Der Scharfsinn blitzt aus dieser Weisheit: «Geht der Bauer durchs Zimmer, schlaft er nimmer.» Zu Katar passt: «Wenn's weder regnet, hagelt, schneit, dann herrscht im Lande Trockenheit.»
Zum letzten Wochenende passt: «Wenn's zu Ostern stürmt und schneit, ist das Frühjahr nimmer weit.»
Und: «Wer im Frühjahr einen hebt, hat den Winter überlebt.»
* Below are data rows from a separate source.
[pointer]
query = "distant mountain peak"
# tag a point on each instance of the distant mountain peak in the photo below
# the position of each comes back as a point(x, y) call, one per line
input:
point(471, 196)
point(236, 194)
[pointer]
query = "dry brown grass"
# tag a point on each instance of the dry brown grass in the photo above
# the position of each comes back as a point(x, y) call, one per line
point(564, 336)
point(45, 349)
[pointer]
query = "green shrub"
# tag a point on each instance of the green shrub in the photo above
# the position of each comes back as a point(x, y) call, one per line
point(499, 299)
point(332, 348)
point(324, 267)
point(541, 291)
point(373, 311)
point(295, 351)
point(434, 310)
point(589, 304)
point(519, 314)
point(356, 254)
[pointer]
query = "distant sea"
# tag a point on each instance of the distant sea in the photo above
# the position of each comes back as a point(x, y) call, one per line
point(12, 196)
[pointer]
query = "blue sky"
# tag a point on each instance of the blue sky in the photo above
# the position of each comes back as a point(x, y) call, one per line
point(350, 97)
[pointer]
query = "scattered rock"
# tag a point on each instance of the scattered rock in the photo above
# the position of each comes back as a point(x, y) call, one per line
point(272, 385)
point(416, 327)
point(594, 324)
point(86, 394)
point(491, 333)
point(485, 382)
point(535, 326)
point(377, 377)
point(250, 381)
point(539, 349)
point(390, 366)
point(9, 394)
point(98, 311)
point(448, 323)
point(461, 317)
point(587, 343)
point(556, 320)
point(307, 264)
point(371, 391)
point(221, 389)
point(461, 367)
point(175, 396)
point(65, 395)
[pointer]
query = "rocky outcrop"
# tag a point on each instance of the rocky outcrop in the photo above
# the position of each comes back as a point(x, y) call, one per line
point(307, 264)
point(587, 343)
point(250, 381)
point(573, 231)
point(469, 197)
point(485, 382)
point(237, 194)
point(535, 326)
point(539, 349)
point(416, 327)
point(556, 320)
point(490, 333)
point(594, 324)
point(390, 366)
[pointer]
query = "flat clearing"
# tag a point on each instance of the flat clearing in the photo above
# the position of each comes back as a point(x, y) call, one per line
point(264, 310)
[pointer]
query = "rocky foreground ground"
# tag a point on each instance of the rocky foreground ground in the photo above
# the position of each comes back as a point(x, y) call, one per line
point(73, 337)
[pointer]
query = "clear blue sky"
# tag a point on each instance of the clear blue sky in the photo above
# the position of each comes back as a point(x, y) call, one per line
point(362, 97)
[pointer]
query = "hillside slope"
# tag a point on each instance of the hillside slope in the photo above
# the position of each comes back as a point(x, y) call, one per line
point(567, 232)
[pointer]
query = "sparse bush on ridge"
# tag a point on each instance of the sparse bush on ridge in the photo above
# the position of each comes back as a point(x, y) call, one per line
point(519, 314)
Sorry. Wir wollten uns eigentlich über den Nacht-GP in Katar unterhalten. Wie läuft's hier? Sagen wir – so ein Nacht-GP ist etwas gewöhnungsbedürftig.
Auf vier Tage ausgedehnt
Nur einmal im Jahr beginnt das Training bereits am Donnerstag. Als 2007 hier erstmals ein Grand Prix bei Flutlicht abgewickelt wurde, wurde nur Freitag und Samstag trainiert, also musste bis ca. 01.30 Uhr gefahren werden. Da war es dann kühl und feucht, Fahrer und Teams bekamen zu so später Stunde wenige Aufschlüsse für die Rennen. Ausserdem kamen die Mechaniker erst um 5 Uhr ins Bett, in den meisten Hotels gibt’s nur bis 10 Uhr Frühstück.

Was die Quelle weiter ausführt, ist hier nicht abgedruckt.